Read the Full Paper
MNRAS Publication
"A natural boundary of dark matter haloes revealed around the minimum bias and maximum infall locations"
View on arXiv ↗Summary
This paper used large-scale cosmological N-body simulations to discover a "bias trough" that marks the boundary where dark matter haloes deplete their surrounding environment. This discovery established new physical scales—the Inner Depletion Radius and the characteristic depletion radius—that improve upon the traditional "virial radius" used for decades in astrophysics.
Data Visualization
The figures in this paper demonstrate the ability to communicate multi-dimensional statistical relationships through thoughtful visual design. Each figure was created using Python (Matplotlib, Seaborn) with custom visualization pipelines.
Figure 1: Multi-Parameter Bias Profiles
Data science approach: Six-panel grid enables systematic comparison of how different features (mass, velocity, spin, shape, formation time, environment) affect the target variable (bias profile). Color gradients encode parameter binning. Log-scale axes handle a large dynamic range. The horizontal anchor line at unity bias provides a consistent reference across all panels.

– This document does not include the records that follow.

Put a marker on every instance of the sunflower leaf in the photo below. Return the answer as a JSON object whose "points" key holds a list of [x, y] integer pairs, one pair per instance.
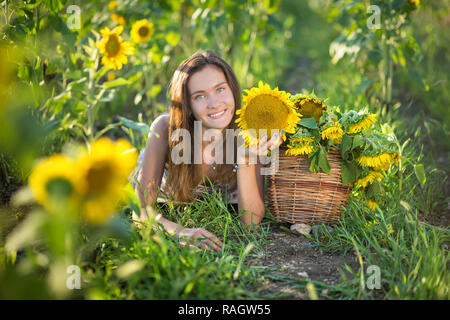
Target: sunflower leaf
{"points": [[323, 160], [357, 141], [420, 174], [346, 144], [314, 165], [349, 172]]}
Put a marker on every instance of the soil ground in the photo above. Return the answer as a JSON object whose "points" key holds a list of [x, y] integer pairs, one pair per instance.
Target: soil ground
{"points": [[290, 256]]}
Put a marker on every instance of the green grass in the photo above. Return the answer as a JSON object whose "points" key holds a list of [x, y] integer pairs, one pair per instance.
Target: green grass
{"points": [[413, 260]]}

Figure 4: Two-Parameter Space Mapping
Data science approach: This 6×6 matrix visualization is a systematic feature interaction analysis. By overlaying measured values against Gaussian Process model predictions, the figure directly communicates where the model captures the data well and where residual complexity exists—a key diagnostic for model validation.
Figure 8: Theory Illustration
Data science approach: This conceptual diagram bridges quantitative results and physical interpretation. It translates velocity field measurements into an intuitive visual model of mass transport, making the mechanism behind the depletion boundary accessible to readers from different specializations.
Figure 9: Phase Space Dynamics
Data science approach: Phase-space density estimation using kernel-based methods on millions of particle positions and velocities. The layered visualization (density colormap + isodensity contours + reference lines) encodes multiple data dimensions simultaneously. Mass-binned panels enable direct comparison of how the underlying distribution shifts with the primary feature variable.
Note on Figure Availability
If the figures are not displaying, they need to be extracted from the PDF and placed
in the assets/images/figures/ directory. See the deployment instructions
for details.
Data Pipeline
- Simulation data: N-body cosmological simulations containing 8+ billion dark matter particles, tracking gravitational evolution of the universe
- Halo identification: Automated detection of gravitationally-bound structures (haloes) within the simulation volume
- Property extraction: Computing mass, velocity, spin, shape, formation time, and environmental density for each identified halo
- Bias profile computation: Calculating the ratio of local-to-average matter density as a function of distance from each halo center
- Phase-space analysis: Extracting radial velocity distributions for particle populations around haloes
Statistical & ML Methodology
- High-dimensional phase-space analysis: Examining particle distributions in position-velocity space to identify physical boundaries
- Gaussian Process Regression: Non-parametric modeling of the characteristic depletion radius as a function of multiple halo properties simultaneously
- Multi-parameter binning: Systematic analysis of bias profiles across 6 different halo parameters, individually and in pairs
- Velocity profile modeling: Decomposing radial velocity distributions into infall and splashback components to measure mass accretion rates
- Feature engineering: Identifying which combinations of halo properties most strongly predict the depletion boundary location
Data Science Significance
This work is fundamentally a feature engineering and predictive modeling problem: given a set of halo properties, can we predict the location of a physical boundary? The Gaussian Process Regression approach allowed non-parametric modeling of complex, non-linear relationships in high-dimensional parameter space.